Le juge constitutionnel vient d’être saisi pour donner son avis sur l’interprétation de certaines dispositions de la Constitution.
En attendant de découvrir le contenu des projets de révision constitutionnelle à soumettre au vote lors du référendum du 27 mai prochain, deux chefs d’Institution ont saisi hier la Haute Cour Constitutionnelle (HCC), demandant l’avis de celle-ci sur l’interprétation de certaines dispositions de la loi fondamentale. Il s’agit du président de la République Andry Nirina Rajoelina et du président du sénat Rivo Rakotovao. Le premier demande l’avis du juge constitutionnel sur son pouvoir de soumettre directement au peuple le vote d’une loi constitutionnelle par voie référendaire. Tandis que le second sollicite l’avis de la Cour sur l’interprétation des dispositions des articles 104, 161, 162 et 163 de la Constitution.

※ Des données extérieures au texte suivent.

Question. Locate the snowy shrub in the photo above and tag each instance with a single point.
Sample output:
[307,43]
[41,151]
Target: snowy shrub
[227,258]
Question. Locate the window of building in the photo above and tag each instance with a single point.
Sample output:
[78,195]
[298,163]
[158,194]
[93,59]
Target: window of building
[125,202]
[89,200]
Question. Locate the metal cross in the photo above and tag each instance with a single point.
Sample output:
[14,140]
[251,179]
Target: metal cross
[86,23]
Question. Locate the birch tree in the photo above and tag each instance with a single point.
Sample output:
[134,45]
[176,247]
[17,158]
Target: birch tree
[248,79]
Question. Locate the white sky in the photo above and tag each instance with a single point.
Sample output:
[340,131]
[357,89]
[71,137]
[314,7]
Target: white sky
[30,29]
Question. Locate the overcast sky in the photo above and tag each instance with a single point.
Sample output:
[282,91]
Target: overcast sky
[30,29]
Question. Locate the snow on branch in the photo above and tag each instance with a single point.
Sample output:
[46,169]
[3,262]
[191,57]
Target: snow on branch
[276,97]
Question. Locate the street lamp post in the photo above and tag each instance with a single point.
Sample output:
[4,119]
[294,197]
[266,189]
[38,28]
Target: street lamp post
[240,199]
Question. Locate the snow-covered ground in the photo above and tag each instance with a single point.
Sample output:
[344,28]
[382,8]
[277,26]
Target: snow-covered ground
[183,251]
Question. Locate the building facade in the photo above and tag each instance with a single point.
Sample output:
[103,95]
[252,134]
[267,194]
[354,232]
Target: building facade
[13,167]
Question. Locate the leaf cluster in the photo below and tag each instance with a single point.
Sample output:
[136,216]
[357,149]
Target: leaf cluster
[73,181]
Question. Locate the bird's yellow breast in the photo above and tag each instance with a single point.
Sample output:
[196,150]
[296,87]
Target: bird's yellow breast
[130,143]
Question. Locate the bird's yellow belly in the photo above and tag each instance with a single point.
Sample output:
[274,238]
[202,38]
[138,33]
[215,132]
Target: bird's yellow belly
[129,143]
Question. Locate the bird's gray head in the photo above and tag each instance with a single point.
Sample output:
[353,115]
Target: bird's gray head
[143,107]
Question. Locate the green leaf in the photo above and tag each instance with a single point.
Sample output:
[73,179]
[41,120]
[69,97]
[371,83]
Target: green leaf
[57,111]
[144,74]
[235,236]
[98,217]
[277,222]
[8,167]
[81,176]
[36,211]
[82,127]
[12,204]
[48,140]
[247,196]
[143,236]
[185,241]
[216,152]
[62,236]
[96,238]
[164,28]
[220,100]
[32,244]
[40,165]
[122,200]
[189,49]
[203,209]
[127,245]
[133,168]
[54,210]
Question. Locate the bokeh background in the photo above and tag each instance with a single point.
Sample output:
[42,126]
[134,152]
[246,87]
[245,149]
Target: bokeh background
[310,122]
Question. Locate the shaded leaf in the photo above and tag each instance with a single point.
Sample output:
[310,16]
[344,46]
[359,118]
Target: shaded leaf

En saisissant la HCC, le président Andry Rajoelina voudrait s’assurer si la loi d’habilitation lui permet de s’arroger des pouvoirs dévolus à l’Assemblée nationale et au Sénat en matière de révision constitutionnelle. En fait, le locataire d’Iavoloha hésite devant une question de procédure prévue par l’alinéa 2 de l’article 162 de la Constitution qui dispose : « Le projet ou proposition de la révision doit être approuvé(e) par les trois quarts des membres de l’Assemblée nationale et du Sénat. » Le juge constitutionnel va donc se prononcer si faute de l’Assemblée nationale, le Sénat peut siéger pour approuver le projet de révision constitutionnelle à soumettre par le président de la République. A rappeler que l’alinéa 4 de l’article 84 de la Constitution prévoit : « Lorsque l’Assemblée nationale ne siège pas, le Sénat ne peut discuter que des questions dont le gouvernement l’a saisi pour avis, à l’exclusion de tout projet législatif. »
« Nécessité jugée impérieuse ». Pour sa part, en évoquant dans sa lettre de saisine l’article 104 de la Constitution, le président du Sénat Rivo Rakotovao voudrait demander l’avis du juge constitutionnel sur les limites du pouvoir de légifération par voie d’ordonnance du président de la République. Cet article 104 de la loi fondamentale prévoit : « Le Parlement, par un vote à la majorité absolue des membres composant chaque Assemblée, peut déléguer son pouvoir de légiférer au président de la République pendant un temps limité et pour un objet déterminé. La délégation de pouvoir autorise le président de la République à prendre, par ordonnance en Conseil des Ministres, des mesures de portée générale sur des matières relevant du domaine de la loi. » La Cour est donc sollicitée à se prononcer si convoquer les électeurs pour un référendum constitutionnel fait encore partie des pouvoirs « spéciaux » accordés au président de la République sur la base de la loi d’habilitation votée à l’Assemblée nationale. Par ailleurs, en soulevant l’article 161 de la loi fondamentale, le président du Sénat voudrait notamment demander l’avis du juge constitutionnel sur ce qui doit être une « nécessité jugée impérieuse » que seul le président de la République est compétent pour apprécier. La suppression du Sénat ou la mise en place des gouvernorats de région peut-elle être considérée comme une nécessité jugée impérieuse ?
Riposte. En attendant l’avis de la Haute Cour Constitutionnelle, les sénateurs qui sont particulièrement visés par le projet de révision constitutionnelle organisent leur riposte. Une conférence de presse sera tenue cet après-midi à Anosikely. Une occasion pour eux de démentir publiquement et formellement les affirmations selon lesquelles la Chambre haute est une Institution budgétivore. Raison qui est d’ailleurs évoquée par le gouvernement pour justifier la suppression de cette Institution qui représente les Collectivités Territoriales Décentralisées selon l’article 81 de la Constitution. En tout cas, on assiste actuellement à une véritable course contre la montre. La HCC doit se prononcer dans les plus brefs délais pour que la campagne électorale du futur référendum, si la date de 27 mai 2019 est maintenue, puisse débuter dans 48h. Wait and see.